Sein Ziel sieht er dabei in der "Ermächtigung konservativer Parteien". Vorbild: Österreichs Bundeskanzler Sebastian Kurz (ÖVP), den Grenell als "Rockstar" bezeichnet. Grenell will für Kurz bei dessen geplantem Besuch in Berlin in der kommenden Woche sogar ein Mittagessen ausrichten. Einen entsprechenden Bericht des "Spiegel" bestätigte man am Abend auch in Wien dem STANDARD. Man betont aber, dass das Abendessen in ein ganzes Programm in Berlin eingebettet sei, es gebe auch viele andere Termine.

Kontakt mit Trump-Vertrauten

Dass ein solcher Besuch eine Regierungschefs bei einem Botschafter im Ausland ungewöhnlich sei und auch als Affront gegenüber Merkel verstanden werden könnte, will man nicht gelten lassen. Auch Israels Premier Benjamin Netanjahu habe am Montag während seines Berlin-Besuches Grenell getroffen.

"Es gilt insbesondere in Zeiten wie diesen mit den engsten Vertrauten des US-Präsidenten Kontakt zu halten, vor allem zu Fragen wie der Handelspolitik und der transatlantischen Beziehungen", teilte Regierungssprecher Peter Launsky-Tieffenthal mit.

So nicht bestätigen will man die Meldung des "Spiegel", wonach Kurz' Besuch bei Grenell auf österreichische Initiative zurückgeht. Es habe sich um "eine beidseitige Initiative" gehandelt, heißt es.

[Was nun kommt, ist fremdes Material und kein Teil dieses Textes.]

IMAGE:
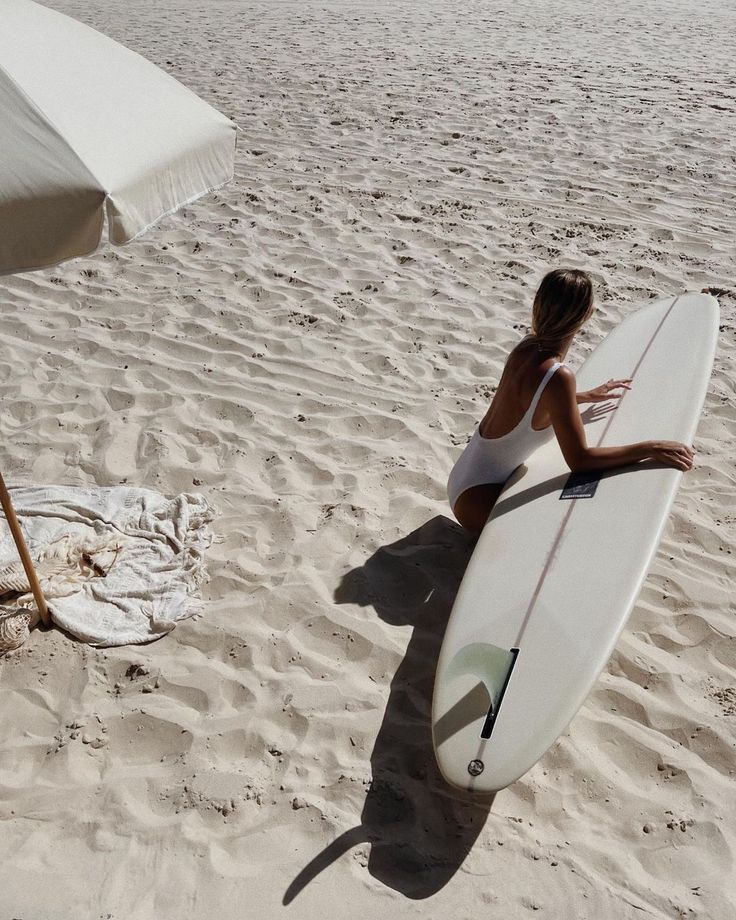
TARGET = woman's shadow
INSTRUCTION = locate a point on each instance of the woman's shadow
(420, 830)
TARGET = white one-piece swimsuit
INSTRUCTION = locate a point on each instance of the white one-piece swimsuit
(490, 461)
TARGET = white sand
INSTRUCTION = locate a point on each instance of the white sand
(310, 347)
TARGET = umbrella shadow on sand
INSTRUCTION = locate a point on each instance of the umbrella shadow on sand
(419, 829)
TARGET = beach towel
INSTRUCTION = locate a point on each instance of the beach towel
(117, 565)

In seinem Interview hatte der Botschafter vor allem die Wichtigkeit von Steuersenkungen und vom Abbau der Bürokratie betont, die er sich von konservativen Politikern in Europa erwarte. Außerdem lobte Grenell die Rolle Kurz' in der Migrationspolitik. Breitbart stellt dabei vor allen einen Zusammenhang zur Schließung der Westbalkanroute her und betont, dass Kurz bei dieser Gelegenheit Deutschlands Kanzlerin Merkel widersprochen hatte.

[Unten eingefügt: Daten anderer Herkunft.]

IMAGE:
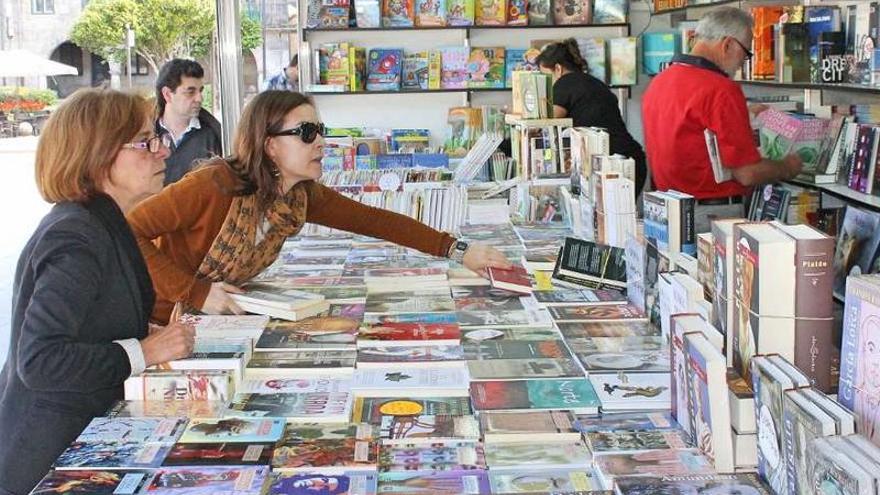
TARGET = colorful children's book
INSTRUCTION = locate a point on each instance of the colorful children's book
(430, 13)
(384, 67)
(460, 12)
(572, 12)
(490, 12)
(486, 68)
(398, 13)
(454, 68)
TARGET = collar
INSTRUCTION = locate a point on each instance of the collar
(697, 61)
(194, 123)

Keine Freude in Washington

In Berlin stieß das Interview nicht auf Begeisterung. Das Außenamt teilte mit, man habe Washington um Aufklärung gebeten. SPD-Vizechef Thorsten Schäfer-Gümbel meinte, Europäer würden sich "von Trump-Vasallen nicht sagen lassen, wen sie wählen sollen". Der frühere SPD-Chef Martin Schulz sagte der dpa gar, Grenell benehme sich "wie ein rechtsradikaler Kolonialoffizier". Auch in Washington gab es Kritik. Der demokratische Senator Chris Murphy nannte das Interview auf Twitter "entsetzlich", weil sich Grenell damit in die Innenpolitik anderer Staaten einmische. (mesc, 4.6.2018)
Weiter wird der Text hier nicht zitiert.